La guerre est une source d'inspiration toujours féconde : Dans L'art français de la guerre (Gallimard), Alexis Jenni revient sur les cinquante dernières années de l'histoire militaire de notre pays, marquées par la décolonisation, à travers un personnage de vétéran devenu peintre. Toujours chez Gallimard, Lilyane Beauquel, elle, a choisi de s'intéresser, avec Avant le silence des forêts, à la Grande Guerre en suivant les pas de quatre jeunes recrues idéalistes de l'armée allemande, au moment de leur arrivée sur le front en 1915. La Seconde Guerre mondiale est également à l'honneur : Gérard Landrot relate le quotidien d'une concierge parisienne sous l'Occupation (Tout autour des Halles, quand finissait la nuit, L'Editeur), quand Isabelle Blondet-Hamon dépeint l'univers concentrationnaire (Le ciel de Birkenau, Diabase).
DERRIÈRE LES BARREAUX
Autre univers clos et dangereux, dans une moindre mesure, la prison : Un lézard dans le jardin (Thierry Marchaise), d'André Agard rappelle un peu Vol au-dessus d'un nid de coucou de Ken Kesey, avec sa narratrice hésitant à se faire déclarer folle pour échapper à la prison. Ce monde à part est évoqué par un autre nouveau venu, Alain Guyard (La zonzon, Le Dilettante), dont le héros aux mauvaises fréquentations et qui donne des cours de philosophie à des détenus va faire une rencontre inattendue. Une trame semblable à celle de Val d'Absinthe (L'Aube) d'Anna Roman, où une femme mariée qui aide des prisonniers à intégrer un cursus universitaire va nouer un dialogue épistolaire troublant avec l'un d'eux.
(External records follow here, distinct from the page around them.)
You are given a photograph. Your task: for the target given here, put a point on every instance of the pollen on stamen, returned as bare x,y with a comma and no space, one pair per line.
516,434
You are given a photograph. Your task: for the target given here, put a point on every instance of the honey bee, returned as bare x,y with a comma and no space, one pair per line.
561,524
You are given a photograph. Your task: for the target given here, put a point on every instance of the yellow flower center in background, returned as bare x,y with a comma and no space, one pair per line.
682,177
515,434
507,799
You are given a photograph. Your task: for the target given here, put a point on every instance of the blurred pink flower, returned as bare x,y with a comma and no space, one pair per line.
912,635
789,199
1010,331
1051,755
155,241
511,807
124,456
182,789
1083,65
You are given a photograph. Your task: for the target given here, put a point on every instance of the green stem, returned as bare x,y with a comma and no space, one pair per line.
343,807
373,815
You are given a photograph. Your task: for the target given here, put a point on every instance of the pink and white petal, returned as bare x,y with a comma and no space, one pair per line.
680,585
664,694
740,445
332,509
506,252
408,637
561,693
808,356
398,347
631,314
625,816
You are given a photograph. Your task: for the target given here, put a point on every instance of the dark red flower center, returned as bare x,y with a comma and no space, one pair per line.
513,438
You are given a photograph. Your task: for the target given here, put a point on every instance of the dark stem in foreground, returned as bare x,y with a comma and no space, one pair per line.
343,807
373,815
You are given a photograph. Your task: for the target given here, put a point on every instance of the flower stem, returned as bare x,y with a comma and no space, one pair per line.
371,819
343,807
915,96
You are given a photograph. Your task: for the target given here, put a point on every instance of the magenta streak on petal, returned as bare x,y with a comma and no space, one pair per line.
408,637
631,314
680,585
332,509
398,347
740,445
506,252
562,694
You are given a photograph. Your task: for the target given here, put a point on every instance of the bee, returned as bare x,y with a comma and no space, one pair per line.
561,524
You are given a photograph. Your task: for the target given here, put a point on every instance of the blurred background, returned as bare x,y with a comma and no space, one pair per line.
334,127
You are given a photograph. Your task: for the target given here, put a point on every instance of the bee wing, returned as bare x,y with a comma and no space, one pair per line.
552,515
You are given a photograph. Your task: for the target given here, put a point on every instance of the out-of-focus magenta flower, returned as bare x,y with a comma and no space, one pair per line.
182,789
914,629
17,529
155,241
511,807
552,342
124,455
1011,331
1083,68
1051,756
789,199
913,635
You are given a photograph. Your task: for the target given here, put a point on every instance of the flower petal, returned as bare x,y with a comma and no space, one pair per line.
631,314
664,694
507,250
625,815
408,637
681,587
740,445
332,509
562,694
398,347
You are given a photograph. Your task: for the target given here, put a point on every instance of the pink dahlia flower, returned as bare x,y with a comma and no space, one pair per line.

Comme Vincent Almendros (Ma chère Lise, Minuit), un certain nombre d'auteurs s'intéressent à l'errance et au voyage initiatique. Anne-Sophie Stefanini (Vers la mer, JC Lattès) propose ainsi le récit d'une virée en voiture de Paris jusqu'à Nice entre une mère et sa fille de 18 ans. Dans Nos cheveux blanchiront avec nos yeux (Alma éditeur), Thomas Vinau s'attache à la quête de vérité d'un homme qui, des Flandres à l'Espagne, s'interroge sur la solidité de son couple.
Les relations familiales et leurs règlements de comptes parfois saignants reviennent d'année en année comme sujets de prédilection de nombreux premiers romans, et cette rentrée ne fait pas exception, ainsi que le prouvent Charles Consigny (Le soleil, l'herbe et une vie à gagner, Lattès), Geneviève Damas (Si tu passes par la rivière, Luce Wilquin) et Fanny Saintenoy (Juste avant, Flammarion). Enfin, Jean Turcat (Beigbeder m'a tuer, Jacques-Marie Laffont) et Annick Stevenson (Génération Nothomb, Luce Wilquin) se placent délibérément dans l'ombre des poids lourds du secteur, qui ont eux aussi un jour publié leur première oeuvre. En espérant obtenir le même succès ?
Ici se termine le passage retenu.